Telegrafica la Fiorini: “La nostra posizione contraria è chiara da tempo, il problema è stato rimandato da Bonaccini a Roma, ora tocca alla sinistra dire cosa vuole fare”. Da “vecchio” comunista Ferri coglie al balzo l’occasione per fare una battuta: “Mettere la parola sinistra e Bonaccini nella stessa frase è un ossimoro”.

Contro la discarica pure la Mucci: “Siamo contro la discarica, in questo territorio la raccolta differenziata è ampia grazie all’attenzione dei cittadini e si potrebbe pensare a impianti innovativi di smaltimento dei rifiuti dove potremmo essere i numeri uno in Italia”.

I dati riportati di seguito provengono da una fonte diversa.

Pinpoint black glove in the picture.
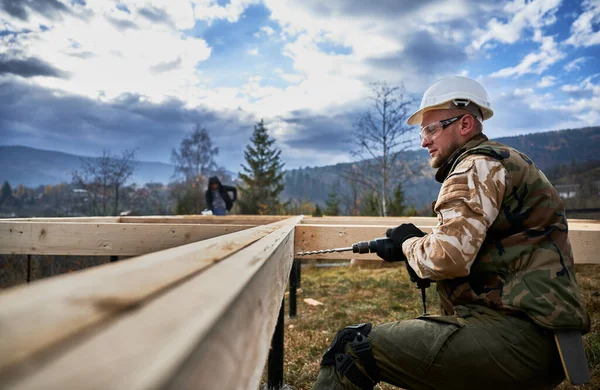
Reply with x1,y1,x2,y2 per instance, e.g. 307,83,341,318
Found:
385,223,431,288
385,223,427,247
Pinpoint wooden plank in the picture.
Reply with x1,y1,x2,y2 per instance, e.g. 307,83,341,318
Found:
302,216,438,227
0,221,298,380
0,221,255,256
0,217,121,223
294,223,600,264
6,217,301,389
120,215,289,225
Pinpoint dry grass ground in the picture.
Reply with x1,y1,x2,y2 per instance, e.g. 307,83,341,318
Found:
265,265,600,390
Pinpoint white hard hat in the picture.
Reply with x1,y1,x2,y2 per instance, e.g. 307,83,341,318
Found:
408,76,494,125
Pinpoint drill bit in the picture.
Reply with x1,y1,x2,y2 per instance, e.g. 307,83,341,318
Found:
296,246,352,256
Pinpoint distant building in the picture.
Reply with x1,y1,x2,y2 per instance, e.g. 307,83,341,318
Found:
554,184,581,199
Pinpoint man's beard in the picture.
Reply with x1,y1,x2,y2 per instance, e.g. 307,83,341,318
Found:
429,139,461,169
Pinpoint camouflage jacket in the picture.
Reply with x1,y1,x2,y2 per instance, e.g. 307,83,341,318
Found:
402,134,590,332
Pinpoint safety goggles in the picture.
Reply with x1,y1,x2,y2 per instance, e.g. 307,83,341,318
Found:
419,114,470,141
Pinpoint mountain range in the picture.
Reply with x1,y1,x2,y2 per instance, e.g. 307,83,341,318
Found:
0,126,600,207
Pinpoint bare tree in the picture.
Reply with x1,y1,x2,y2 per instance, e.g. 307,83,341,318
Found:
344,82,416,216
72,150,136,215
171,124,219,184
171,124,219,214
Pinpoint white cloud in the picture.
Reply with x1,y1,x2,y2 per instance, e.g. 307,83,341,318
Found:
192,0,259,23
537,76,556,88
565,57,587,72
514,88,533,96
1,0,211,102
473,0,561,49
260,26,275,37
490,36,565,77
566,0,600,47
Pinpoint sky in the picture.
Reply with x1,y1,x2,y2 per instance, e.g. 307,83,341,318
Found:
0,0,600,172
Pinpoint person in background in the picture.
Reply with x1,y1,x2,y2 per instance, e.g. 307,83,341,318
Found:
204,176,237,215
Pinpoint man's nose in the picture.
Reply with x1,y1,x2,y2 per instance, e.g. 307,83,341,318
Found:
421,137,431,148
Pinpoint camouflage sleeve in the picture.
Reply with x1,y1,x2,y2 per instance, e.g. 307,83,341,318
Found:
402,155,508,280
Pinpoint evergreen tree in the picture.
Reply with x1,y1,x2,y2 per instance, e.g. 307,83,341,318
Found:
0,181,13,204
325,189,340,216
312,204,323,217
388,183,406,217
238,119,284,214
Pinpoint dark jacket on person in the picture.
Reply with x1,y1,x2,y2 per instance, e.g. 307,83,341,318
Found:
204,176,237,211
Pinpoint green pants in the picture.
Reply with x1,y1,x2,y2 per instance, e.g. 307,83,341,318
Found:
313,305,564,390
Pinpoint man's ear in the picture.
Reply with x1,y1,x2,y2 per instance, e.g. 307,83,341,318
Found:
460,115,477,136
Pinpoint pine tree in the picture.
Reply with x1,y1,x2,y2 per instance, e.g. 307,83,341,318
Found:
325,189,340,216
312,204,323,217
239,119,284,214
0,181,13,204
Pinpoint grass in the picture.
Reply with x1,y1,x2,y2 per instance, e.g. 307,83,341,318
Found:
263,265,600,390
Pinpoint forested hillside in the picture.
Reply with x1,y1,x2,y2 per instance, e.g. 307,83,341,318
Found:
284,126,600,209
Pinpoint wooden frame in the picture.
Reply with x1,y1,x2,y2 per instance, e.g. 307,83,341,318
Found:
0,216,600,389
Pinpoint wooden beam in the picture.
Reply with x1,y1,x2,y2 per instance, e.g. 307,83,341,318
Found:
302,216,438,227
0,217,301,389
119,215,288,225
294,222,600,264
0,220,255,256
0,218,298,380
0,217,121,223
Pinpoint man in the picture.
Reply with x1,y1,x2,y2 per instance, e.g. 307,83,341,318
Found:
204,176,237,215
313,77,590,389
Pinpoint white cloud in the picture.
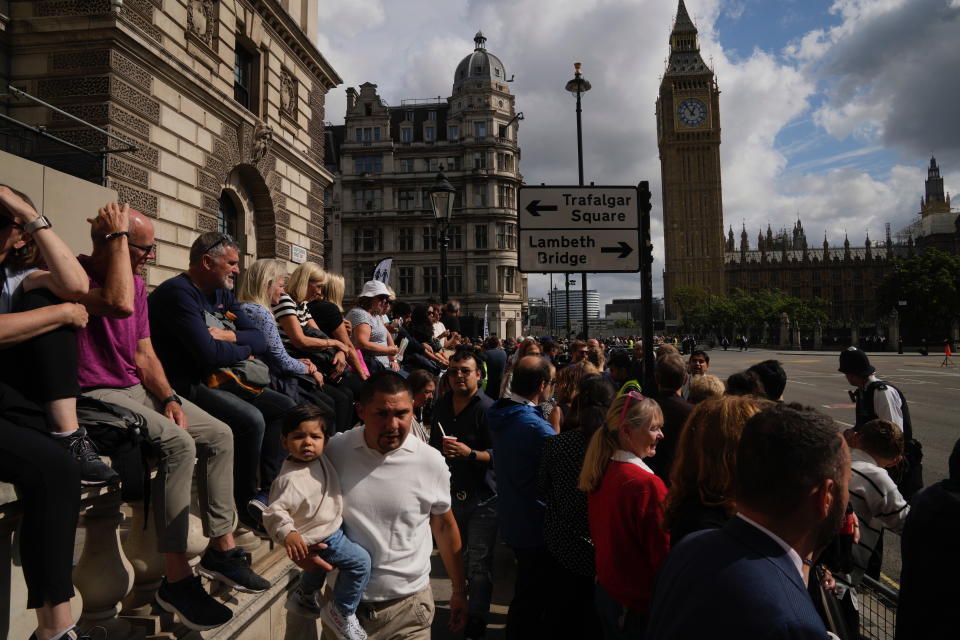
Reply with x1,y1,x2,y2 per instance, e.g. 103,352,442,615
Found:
320,0,960,302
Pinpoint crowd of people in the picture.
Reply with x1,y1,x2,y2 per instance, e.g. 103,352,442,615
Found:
0,186,960,640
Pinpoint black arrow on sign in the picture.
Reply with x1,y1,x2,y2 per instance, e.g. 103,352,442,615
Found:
527,200,557,218
600,240,633,258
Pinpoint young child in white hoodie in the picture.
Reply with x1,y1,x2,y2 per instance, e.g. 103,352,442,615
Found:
263,404,370,640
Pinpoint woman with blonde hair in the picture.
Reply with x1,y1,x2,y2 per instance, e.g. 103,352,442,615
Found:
547,360,600,433
287,262,367,378
500,338,543,398
664,396,773,545
580,391,670,640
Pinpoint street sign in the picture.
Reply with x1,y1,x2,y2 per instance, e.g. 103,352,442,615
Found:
517,187,640,229
517,186,641,273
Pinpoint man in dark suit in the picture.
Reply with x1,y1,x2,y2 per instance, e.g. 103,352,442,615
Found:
646,405,850,640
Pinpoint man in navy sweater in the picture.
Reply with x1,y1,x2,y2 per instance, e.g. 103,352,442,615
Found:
149,231,294,531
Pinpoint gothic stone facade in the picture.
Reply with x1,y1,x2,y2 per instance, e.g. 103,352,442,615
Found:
0,0,341,285
657,0,724,318
327,33,527,337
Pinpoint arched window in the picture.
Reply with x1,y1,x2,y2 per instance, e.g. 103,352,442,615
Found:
217,191,240,241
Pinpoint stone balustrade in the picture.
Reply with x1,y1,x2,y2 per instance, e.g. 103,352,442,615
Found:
0,476,300,640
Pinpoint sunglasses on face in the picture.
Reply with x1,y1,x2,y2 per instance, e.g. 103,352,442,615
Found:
127,238,157,255
620,391,643,426
200,233,233,255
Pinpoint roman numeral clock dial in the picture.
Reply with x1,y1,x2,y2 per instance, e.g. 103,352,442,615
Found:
677,98,707,127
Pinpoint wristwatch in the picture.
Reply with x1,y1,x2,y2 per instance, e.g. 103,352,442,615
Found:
23,216,53,233
160,393,183,407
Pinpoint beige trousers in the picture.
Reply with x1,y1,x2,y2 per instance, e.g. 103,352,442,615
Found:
357,585,434,640
83,384,234,553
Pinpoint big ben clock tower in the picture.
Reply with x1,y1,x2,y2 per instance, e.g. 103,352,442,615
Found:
657,0,724,319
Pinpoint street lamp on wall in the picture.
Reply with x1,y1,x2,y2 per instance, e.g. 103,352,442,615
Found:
565,62,591,340
430,168,457,302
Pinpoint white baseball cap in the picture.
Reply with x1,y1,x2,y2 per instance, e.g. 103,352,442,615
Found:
358,280,392,298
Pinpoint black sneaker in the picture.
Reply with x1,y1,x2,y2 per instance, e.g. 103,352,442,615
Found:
54,427,120,486
200,547,270,593
247,491,269,522
155,576,233,631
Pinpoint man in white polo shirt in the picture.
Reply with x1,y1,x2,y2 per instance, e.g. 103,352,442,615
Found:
326,371,467,640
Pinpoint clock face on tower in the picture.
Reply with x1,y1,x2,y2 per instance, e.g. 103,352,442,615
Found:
677,98,707,127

Infine il Verde Bonelli: “La raccolta differenziata è una scelta nobile, va fatta bene e mi pare che l’Amministrazione comunale di Imola la stia facendo con merito pure dei cittadini. Sulla discarica Tre Monti ricordo che l’ampliamento è stato cancellato, deve arrivare un parere attualmente bloccato sulla sopraelevata, poi nel medio periodo bisognerà bonificare tutto e riservare magari l’area per pannelli fotovoltaici”.